In early 2001, Rick Anthony was midway through his career as a young officer with the Victoria Police Department. He was feeling a little bored and was itching to travel.
The RCMP had been organizing United Nations peacekeeping missions, and armed with a desire to “be part of the bigger picture,” Anthony promptly applied. By that spring, he found himself driving down goat paths, among a sea of burned out tanks and shot-up homes, in villages in war-torn Kosovo in Eastern Europe.
Along for the adventure was Victoria police Insp. Jamie Pearce, a third-generation officer who’d served on the force for 13 years at that time.
“I had seen a lot in Victoria, but wanted the exposure and experience in a different area,” Pearce says of his decision to go. “I went for the same reason I became a police officer – I wanted to make a difference.”
When Canadian officers got to Kosovo, Anthony says, it was the first armed UN peacekeeping mission. Prior to that they’d been in places of conflict only as observers. Arriving on the heels of a war waged for thousands of years, Anthony and Pearce say they were struck by the level of hatred and bitterness still fresh in the minds of the Serbians and Albanians.
The conflict in Kosovo was predominantly an air war and left the former Yugoslavian province devoid of any military, with a corrupt police force and widespread genocide. Anthony says he initially volunteered for the murder squad, and found himself digging up mass graves to identify bodies, before being reassigned to the UN police helicopter unit. Pearce chose the High Protection Unit, guarding war criminals and high-ranking judges and politicians, many of whom were at risk of assassination.
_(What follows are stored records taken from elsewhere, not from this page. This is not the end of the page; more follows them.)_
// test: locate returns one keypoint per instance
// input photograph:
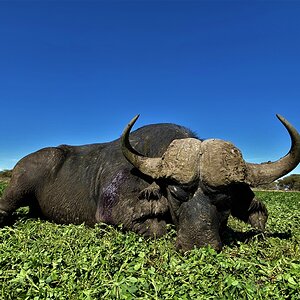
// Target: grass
(42, 260)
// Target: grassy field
(41, 260)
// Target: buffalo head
(207, 180)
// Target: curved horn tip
(281, 118)
(134, 119)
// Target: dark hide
(95, 183)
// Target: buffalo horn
(265, 173)
(148, 166)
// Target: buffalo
(158, 174)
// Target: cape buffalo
(155, 175)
“The first night we heard tons of gunfire,” Anthony says, thinking back to falling asleep to the sound of landmines going off, more often as winter loomed. “When the ground contracts or freezes, it explodes.”
He remembers asking himself, ‘what have we done, where are we?’
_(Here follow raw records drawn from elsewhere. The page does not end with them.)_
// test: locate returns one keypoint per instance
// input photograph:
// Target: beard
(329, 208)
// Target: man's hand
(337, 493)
It turned out they were in a region surrounded by terrorist training camps and when they woke up on Sept. 11, 2001, Anthony says, their role was shifted entirely. “We had been vacationing in Italy and when we got back, all the tanks were unravelled, there was lots more firepower, the alert status was way higher,” he says.
With roving periods of power due to an exploded power grid, meals and showers became strategic and connectivity was a luxury afforded only by short calls made on an official UN phone.
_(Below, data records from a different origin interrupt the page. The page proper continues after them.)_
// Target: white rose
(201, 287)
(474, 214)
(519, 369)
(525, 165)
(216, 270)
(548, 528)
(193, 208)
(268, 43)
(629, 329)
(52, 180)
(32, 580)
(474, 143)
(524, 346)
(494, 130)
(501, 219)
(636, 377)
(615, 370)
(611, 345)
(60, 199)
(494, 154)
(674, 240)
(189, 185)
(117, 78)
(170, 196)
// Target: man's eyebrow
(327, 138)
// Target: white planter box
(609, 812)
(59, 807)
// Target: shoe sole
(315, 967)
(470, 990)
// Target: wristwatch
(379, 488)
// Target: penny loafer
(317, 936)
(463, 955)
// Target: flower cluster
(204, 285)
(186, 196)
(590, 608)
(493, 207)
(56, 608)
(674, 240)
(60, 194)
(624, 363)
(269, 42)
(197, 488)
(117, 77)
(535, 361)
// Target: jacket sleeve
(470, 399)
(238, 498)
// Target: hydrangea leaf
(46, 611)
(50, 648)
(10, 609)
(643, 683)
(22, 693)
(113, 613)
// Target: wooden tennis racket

“There were no iPads, no Facebook then,” Anthony remembers.
Encouraged to make a trip home during time off, Anthony and Pearce say the transition back to Victoria was tough. Pearce described it as being a gear just slightly out of step, with a family and community whose lives went on while you were on the other side of the world.
“You’ve got to wrap your brain around the idea that you might not be coming back,” Anthony adds.
He doesn’t consider himself a veteran, but says the pride of wearing that blue beret and being involved in such an honourable undertaking is “indescribable.”
Both he and Pearce quickly learned how highly regarded Canadian officers were. They shared equipment with African police officers who weren’t prepared for -40 C weather and though the people of Kosovo had little trust left in police, they were able to re-train their officers.
“We worked in very specialized units, and when you leave it’s bittersweet, ’cause you don’t know if you’re leaving [having done] enough of what you went to do,” Anthony says. But it was a remarkable experience, he says calling it the high point of his policing career.
Now 16 years since the pair undertook their respective missions, Pearce says it’s hard to swallow the fact we still have world leaders leading us down the path of war.
“We’ve been through so much as humans that we should all know this is not the way we want be a human, and war is not the answer,” he says. “It scares me that people are so ego-ridden. The human toll of war; [when] you actually see and experience it, [it gives you] a whole different perspective.”